Üç büyük Türk şâirini birlikte ve rahmetle anıyoruz.Farklı yıllarda yaşamalarına rağmen, Ali Şir Nevâî 3 Ocak'ta, Süleyman Nazif 4 Ocak'ta ve Arif Nihat Asya 5 Ocak'ta vefât etmişti.
Ali Şir Nevâî Kimdir?
Zihinleri aynı, gönülleri bir, bu üç büyük Türk şârinin birincisi olan Ali Şir Nevâî, 1441'de Herat'ta doğdu. Öğrenimini, Meşhed, Semerkant gibi ilim merkezlerinde yaptı. Çocukluk arkadaşı Hüseyin Baykara'nın Horasan Sultanı olmasıyla, onun hizmetine girdi ve ölünceye kadar onunla birlikte bulundu. Arapça ve Farsça'yı bu dillerin edebî derinliğine inecek derecede mükemmel biliyordu. Türkçe'nin bu dillerden daha mükemmel olduğunu düşünüyordu.
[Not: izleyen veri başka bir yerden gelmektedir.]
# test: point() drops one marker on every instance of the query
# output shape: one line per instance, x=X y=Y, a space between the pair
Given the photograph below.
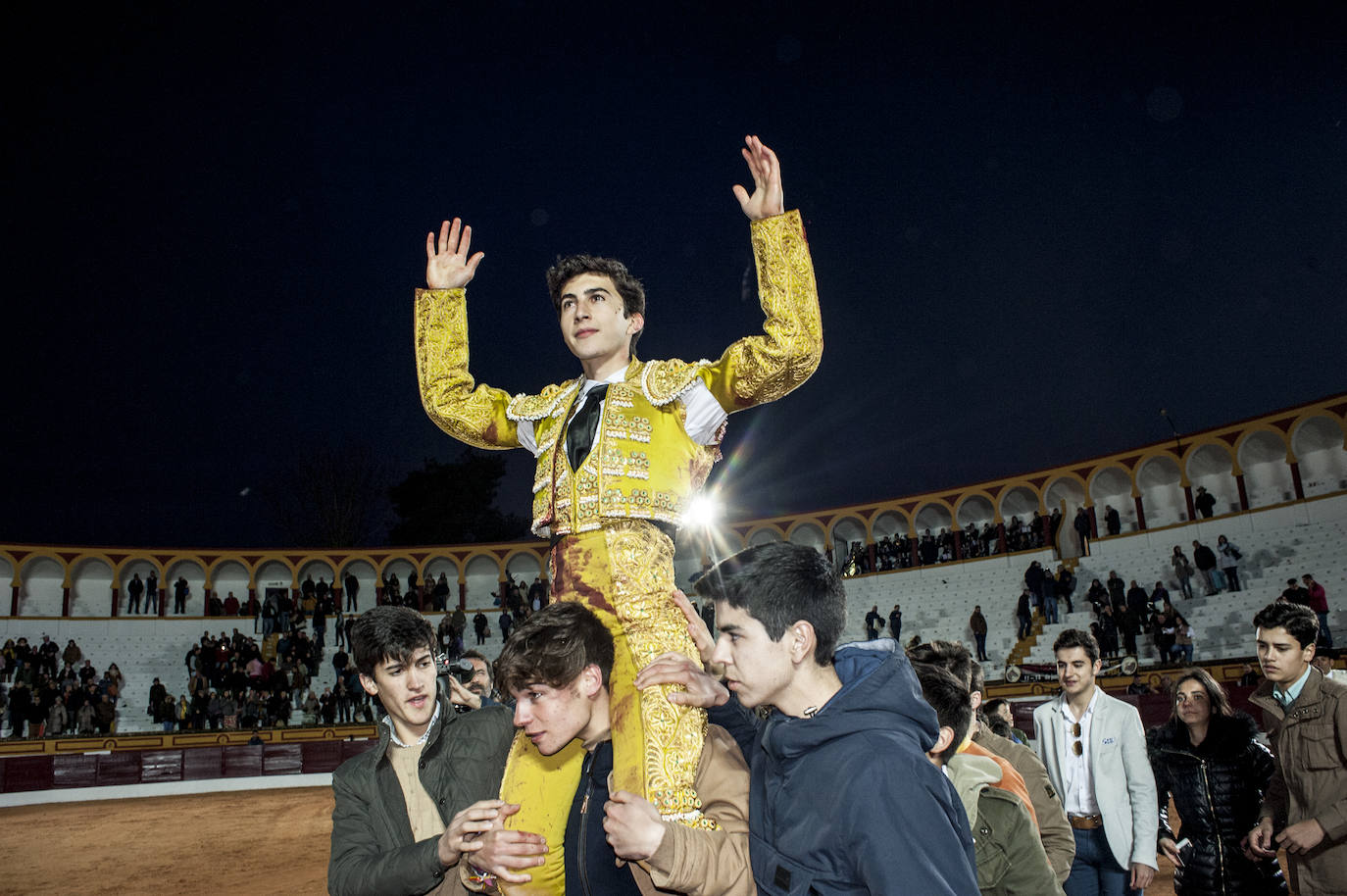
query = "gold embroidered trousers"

Ali Şir Nevâî, şâirliğinin yanında önemli bir fikir adamı ve Türkçe sevdâlısıdır. 1498'de yazdığı Muhakemeü'l Lugateyn/İki Dilin Mukayesesi adlı eserinde Türkçe'nin üstünlüğünü ve güzelliğini anlatır. 3 Ocak 1501 tarihinde vefât ;etmiştir. 517. ölüm yılında, O'nu, rahmetle anıyoruz.Süleyman Nazif Kimdir?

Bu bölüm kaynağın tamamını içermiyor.